One of the students’ major challenges in developing this proof-of-concept was retooling existing accelerometer technology for application in a municipal setting.
"This isn't a common industry problem, so there wasn't much existing research to build on," Holly said. "We had to adapt vibration monitoring concepts typically used in industrial settings and completely adapt them to pipeline sediment detection."
What’s at Stake
The non-invasive approach eliminates the risks associated with traditional pipeline inspection methods, beyond cost savings.
"If you were to cut open the pipe, access it, and something went wrong or delays were encountered, you're risking shutting off water to numerous communities," Longhurst said. "The compounding effect of not having clean, fresh water delivered to a community could set off a health crisis."

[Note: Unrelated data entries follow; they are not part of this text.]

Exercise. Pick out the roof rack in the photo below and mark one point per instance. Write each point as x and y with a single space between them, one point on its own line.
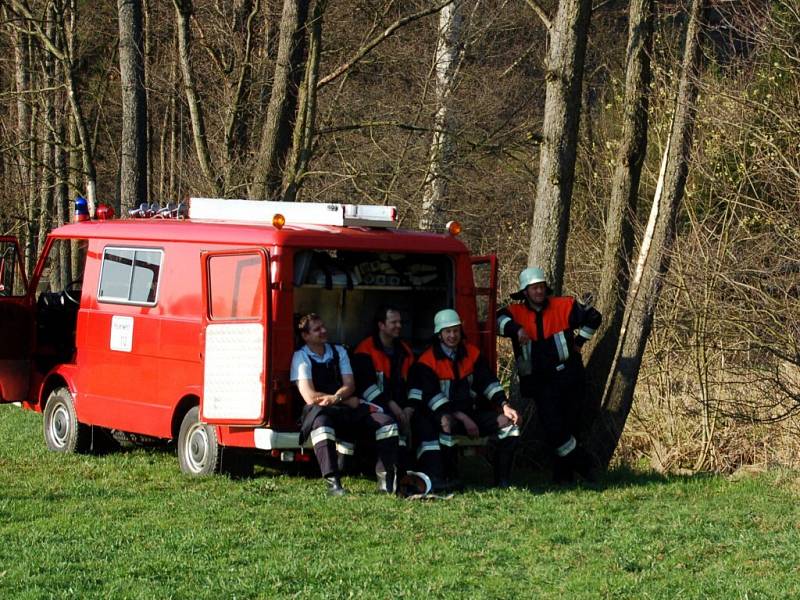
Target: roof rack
313 213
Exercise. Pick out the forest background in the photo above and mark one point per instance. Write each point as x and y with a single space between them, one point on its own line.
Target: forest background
454 109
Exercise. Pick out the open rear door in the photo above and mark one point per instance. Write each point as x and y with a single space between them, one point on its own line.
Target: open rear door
235 346
484 274
16 324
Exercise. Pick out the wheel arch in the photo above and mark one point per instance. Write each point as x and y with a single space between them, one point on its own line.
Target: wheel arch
53 382
184 405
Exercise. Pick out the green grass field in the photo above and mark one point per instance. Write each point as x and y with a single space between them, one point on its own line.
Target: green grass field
129 525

The pipeline serves 13 municipalities, with only a three-to-four-day backup water supply available during maintenance shutdowns.
"What if the flow said the pipe's choked up and you can't deliver water anymore?" Rose asked. "A significant number of people would go without water."
The team plans to present their findings and publish their methodology to help other institutions facing similar pipeline inspection challenges. If successful, the technology could be permanently installed for continuous monitoring of critical water infrastructure.
APSU students Lily Skau and Casey Holly present their work at the College of STEM’s annual Innovation Experience. | Photo by Colby Wilson
Why the Innovation Experience Matters
The project exemplifies Austin Peay's commitment to connecting academic learning with community needs through the Innovation Experience program, where students tackle real problems facing regional partners. Through this model, sponsors receive free support while students gain practical experience—with some capstone participants being hired directly by their sponsoring companies.
Holly, Skau, and Rose’s STEM Innovation Experience Award recognition highlights the broader potential of their work. If widely adopted, it could influence how municipalities across the region inspect their water systems.
About the Austin Peay College of STEM
The College of Science, Technology, Engineering & Mathematics (STEM) provides studies for students in the areas of agriculture, astronomy, aviation sciences, biology, chemistry, computer science, earth and environmental sciences, engineering physics, engineering technology, information technology, mathematics, medical laboratory sciences, radiologic sciences, and physics. Its outstanding, discipline-based programs are student-centered and designed to prepare students for responsible positions at all levels of research, industry, education, medicine, and government.